Bir Yunan kadını olan Stamata Revithi, 1896 yılında Atina Olimpiyatları’na katılmak istediğinde yetkililer ne yapacaklarını dâhi bilemediler. Çünkü ‘kadın’, pederşahi spor dünyasında kabulü mümkün olmayan bir figürdü. Siyahların profesyonel olarak futbol oynama özgürlüğünü kazandığı ilk ülke olan Brezilya’da bu hakkın kabulü 1930’ları bulur. Burjuva medyasının “aristokrat spor” olarak yücelttiği golfün Tiger Woods’a rağmen günümüzde dahi elitist ve ırkçı bir spor olduğu rahatlıkla iddia edilip kanıtlanabilir. Revithi’den 50 sene sonra, olimpiyat sözcüsü Norman Cox, o dönem toplumsal ve uluslararası baskıları aşıp yeni yeni arenalara çıkmaya başlayan siyahi kadın sporcuların haksızlık yarattığı, dolayısıyla kendilerine ait bir alanda örneğin “hermafrodit kadınlar” alanında yarışmaları gerektiğini tüm fütursuzluğuyla söyleyebildiğinde tarih 1950’ydi.

Sporda bu gibi önyargılar her zaman için söz konusu elitlerin avam olarak nitelediği tabanın ilerici ve devrimci baskılarıyla yıkılmıştır. Bu açıdan baktığımızda sporun eşitlik uğruna bir mücadele alanı olması bakımından önemli bir yeri olduğunu söyleyebiliriz. Fakat kimi tabuları yıkmak da kolay olmuyor. Freud, Totem ve Tabu’da şöyle buyurur: “Tabular ilkel insanın korkularıdır ve insanlık geliştikçe yıkılmaya mahkûmdurlar.” Biz daha yeterince gelişememişiz ki, halen kadının spor dünyasındaki yeri mümkün olan en marjinal noktaya itilmeye çalışılıyor ve tabular yaşamaya devam ediyor.

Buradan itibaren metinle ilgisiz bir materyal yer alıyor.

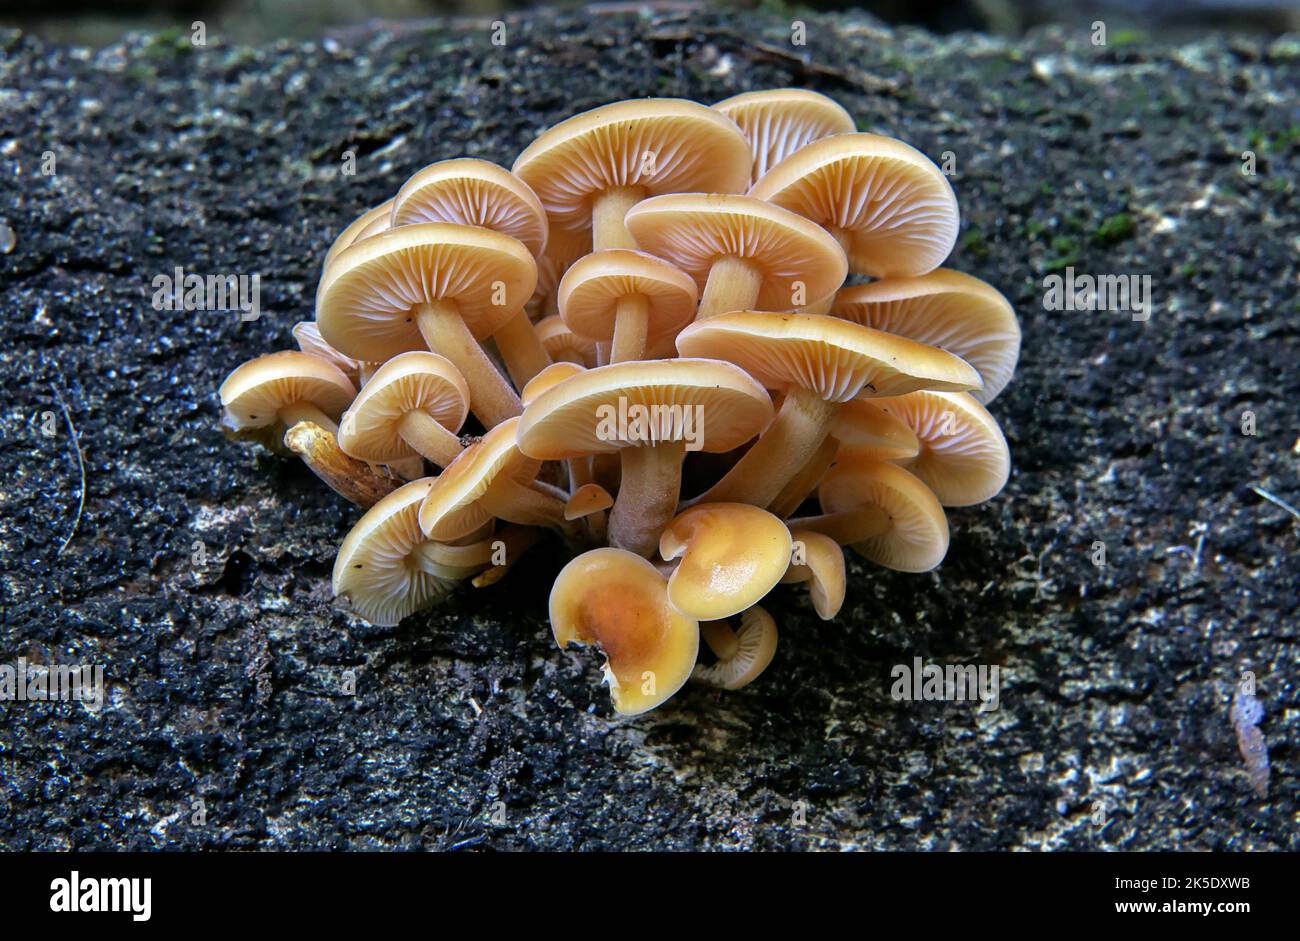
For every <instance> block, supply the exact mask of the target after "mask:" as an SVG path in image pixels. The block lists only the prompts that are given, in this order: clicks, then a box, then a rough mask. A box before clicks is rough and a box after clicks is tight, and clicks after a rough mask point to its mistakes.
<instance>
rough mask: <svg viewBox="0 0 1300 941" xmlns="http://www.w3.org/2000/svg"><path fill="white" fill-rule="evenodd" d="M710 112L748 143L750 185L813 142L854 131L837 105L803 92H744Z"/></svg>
mask: <svg viewBox="0 0 1300 941" xmlns="http://www.w3.org/2000/svg"><path fill="white" fill-rule="evenodd" d="M712 108H714V109H715V110H720V112H722V113H723V114H725V116H727V117H729V118H731V120H732V121H735V122H736V126H737V127H740V130H741V133H742V134H744V135H745V139H746V140H749V146H750V149H751V151H753V152H754V168H753V170H751V172H750V183H754V182H755V181H758V178H759V177H762V175H763V174H764V173H767V172H768V170H770V169H771V168H774V166H776V164H779V162H781V161H783V160H785V157H788V156H790V155H792V153H794V152H796V151H798V149H802V148H803V147H807V146H809V144H810V143H813V142H814V140H819V139H820V138H826V136H829V135H832V134H849V133H850V131H854V130H857V125H855V123H854V121H853V117H852V116H850V114H849V112H846V110H845V109H844V108H841V107H840V105H839V104H837V103H836V101H832V100H831V99H828V97H827V96H826V95H819V94H816V92H815V91H805V90H802V88H767V90H764V91H746V92H744V94H741V95H735V96H732V97H729V99H727V100H724V101H718V103H716V104H714V105H712Z"/></svg>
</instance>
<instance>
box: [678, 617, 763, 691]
mask: <svg viewBox="0 0 1300 941" xmlns="http://www.w3.org/2000/svg"><path fill="white" fill-rule="evenodd" d="M706 626H707V625H706ZM719 626H720V625H719ZM727 630H731V628H727ZM776 641H777V633H776V621H774V620H772V616H771V615H770V613H767V611H764V610H763V608H761V607H758V606H754V607H751V608H750V610H749V611H746V612H745V613H744V615H741V626H740V630H737V632H736V634H735V639H732V641H731V645H729V646H731V647H732V650H731V652H729V656H719V658H718V662H716V663H712V664H710V665H707V667H703V665H697V667H695V668H694V671H693V672H692V675H690V678H692V680H694V681H695V682H702V684H705V685H707V686H718V688H719V689H731V690H736V689H742V688H745V686H748V685H749V684H751V682H754V680H757V678H758V676H759V675H761V673H762V672H763V671H764V669H767V665H768V664H770V663H771V662H772V658H774V656H776Z"/></svg>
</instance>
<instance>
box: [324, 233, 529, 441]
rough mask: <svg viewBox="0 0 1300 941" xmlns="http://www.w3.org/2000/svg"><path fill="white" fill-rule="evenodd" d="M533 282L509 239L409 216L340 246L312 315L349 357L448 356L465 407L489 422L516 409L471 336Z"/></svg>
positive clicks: (492, 425) (494, 316)
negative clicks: (410, 354)
mask: <svg viewBox="0 0 1300 941" xmlns="http://www.w3.org/2000/svg"><path fill="white" fill-rule="evenodd" d="M536 282H537V263H536V261H533V256H532V255H529V252H528V248H525V247H524V244H523V243H521V242H519V240H517V239H513V238H511V237H510V235H502V234H500V233H494V231H490V230H487V229H480V227H477V226H467V225H456V224H452V222H417V224H413V225H404V226H399V227H396V229H391V230H389V231H386V233H382V234H380V235H374V237H373V238H368V239H365V240H364V242H359V243H356V244H354V246H351V247H350V248H344V250H343V251H342V252H339V253H338V256H337V257H335V259H334V261H333V264H331V265H330V266H329V268H328V269H326V270H325V274H324V276H321V282H320V286H318V287H317V290H316V322H317V324H318V325H320V329H321V337H324V338H325V341H326V342H328V343H329V344H330V346H333V347H334V348H335V350H339V351H341V352H343V354H344V355H347V356H354V357H356V359H363V360H381V361H386V360H389V359H391V357H393V356H396V355H398V354H400V352H407V351H409V350H432V351H433V352H437V354H441V355H442V356H446V357H447V359H448V360H451V361H452V363H454V364H455V365H456V368H458V369H459V370H460V373H461V374H463V376H464V377H465V382H467V383H468V385H469V390H471V403H469V409H471V411H472V412H473V413H474V415H476V416H478V419H480V420H481V421H482V422H484V425H486V426H489V428H490V426H493V425H497V424H499V422H500V421H504V420H506V419H508V417H511V416H515V415H519V413H520V411H521V406H520V403H519V396H517V395H516V394H515V390H513V389H512V387H511V385H510V382H507V381H506V378H504V377H503V376H502V374H500V373H499V372H498V370H497V367H495V365H493V361H491V360H490V359H489V357H487V354H486V352H485V351H484V348H482V347H481V346H480V344H478V339H482V338H486V337H490V335H491V334H494V333H497V330H499V329H500V328H502V326H503V325H504V324H506V322H507V321H508V320H510V318H511V317H513V316H515V315H516V313H519V311H520V309H521V308H523V307H524V302H526V300H528V299H529V298H530V296H532V294H533V286H534V285H536Z"/></svg>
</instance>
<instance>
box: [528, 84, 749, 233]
mask: <svg viewBox="0 0 1300 941" xmlns="http://www.w3.org/2000/svg"><path fill="white" fill-rule="evenodd" d="M750 162H751V156H750V151H749V143H748V142H746V140H745V135H744V134H741V131H740V129H738V127H737V126H736V125H735V123H733V122H732V121H731V118H728V117H724V116H723V114H720V113H718V112H716V110H712V109H711V108H706V107H705V105H702V104H697V103H695V101H686V100H682V99H638V100H634V101H616V103H614V104H608V105H603V107H601V108H594V109H591V110H589V112H586V113H584V114H577V116H575V117H571V118H568V120H567V121H562V122H560V123H558V125H555V126H554V127H551V129H550V130H547V131H545V133H543V134H541V135H539V136H538V138H537V139H536V140H534V142H533V143H530V144H529V146H528V147H526V148H525V149H524V152H523V153H520V155H519V159H517V160H516V161H515V166H513V172H515V175H516V177H519V178H520V179H523V181H524V182H525V183H528V185H529V186H530V187H533V191H534V192H536V194H537V195H538V198H541V200H542V204H543V205H545V207H546V212H547V214H549V216H550V221H551V227H552V229H568V230H573V231H582V230H586V229H590V230H591V244H593V248H594V250H595V251H598V252H599V251H604V250H607V248H636V247H637V244H636V242H634V240H633V239H632V237H630V235H629V234H628V230H627V226H625V225H624V221H623V220H624V216H625V214H627V212H628V209H630V208H632V207H633V205H636V204H637V203H640V201H641V200H642V199H646V198H647V196H653V195H656V194H664V192H697V191H702V192H741V191H742V190H744V188H745V187H746V186H748V183H749V168H750Z"/></svg>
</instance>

Caster Semenya’ya dayatılan tüm bu test hikâyesi aslında bundan ibaret. İnsanları tek tipleştirmeye ve yaftalamaya bayılıyoruz. Spor da bunun için bulunmaz bir mekân. Özellikle mevzu kadın-erkek olunca, ezberimizi bozan hiçbir görüntüye tahammülümüz yok. “Erkek gibi vurdu”, “erkek gibi koştu”, “erkek gibi osurdu”. Kadının tüm üstün özelliklerini seksizme bağlayabilen kültürel kodlar arasında yaşıyoruz ve bu tutum spor çevrelerini ve medyayı ezelden beri domine etmiş vaziyette. Muhtemeldir ki çıkış yapan her kadın atletin, kadınsılığını kanıtlamak adına dergilere soyunması da bu sebeptendir. Seksiliği ve güzelliği kanıtlamak dişiliği onaylatmanın ilk şartı olarak görülüyor.

Semenya’nın başına gelenlere baksanıza; yeterince güzel ve kadınsı bulunmayan bir atlete cinsiyet testi dayatılıyor. Semenya, bir kadın dergisine çırılçıplak soyunsa hepimiz rahatlayacağız. “Oh be kadınmış” diyip dergiyle beraber lavabonun yolunu tutarken acaba 1986’da benzer bir durumda biyolojik olarak tamamen kadın olmasına rağmen erkek kromozomlarına(XY) sahip olduğu anlaşılan İspanyol atlet Maria Jose Martinez-Patino’yu hatırlayacak mıyız? Hayatı boyunca bir kadın olarak yaşayan, sevişen, koşan, aşık olan İspanyol sporcuya bilim, kadın olmadığını söylediğinde bu saçma karar ona kendi deyişiyle “arkadaşlarına, nişanlısına ve sporcu lisansına” mal olmuştu.

Semenya’ya dayatılan cinsiyet testi faşistçedir. Cinsiyetçidir, ayrımcıdır ve iğrençtir. Kadın olarak yaşayan, kadın kimliği taşıyan bir insanın ve her şeyden önce “Caster, benim kızım, onu ben doğurdum” diyen bir annenin tüm duyguları, samimiyeti ve özgürlüğü hiçe sayılarak Semenya’nın kişilik haklarına ve yaşam alanına tecavüz edilmektedir. Düşünün bir kere, diyelim ki bu test sonucu Semenya’nın hermafrodit olduğu anlaşıldı ya da kromozomları XX değil de XY çıktı. Genç sporcu, sahtekâr bir dopingliymişçesine muamele görecek, madalyası ve profesyonel olarak spor yapma hakkı elinden alınacak ve 18 yıllık yaşamının tüm emekleri gasp edilecektir.

Yere batsın biliminiz de, kromozomlarınız da, testleriniz de. Dünya Atletizm Federasyonu bir kez daha kanıtlamaktadır ki erkek egemen kapitalist toplumda spor, kadınlara ve eşcinsellere karşı kullanılan bir baskı örgütüdür. Semenya’nın arkasındayız ve son olarak “Altın kız erkek mi kadın mı? Fotoğraflarına bakın siz karar verin” diyen iğrenç Hürriyet gazeteciliğine de buradan en derin lanetlerimi kusuyorum.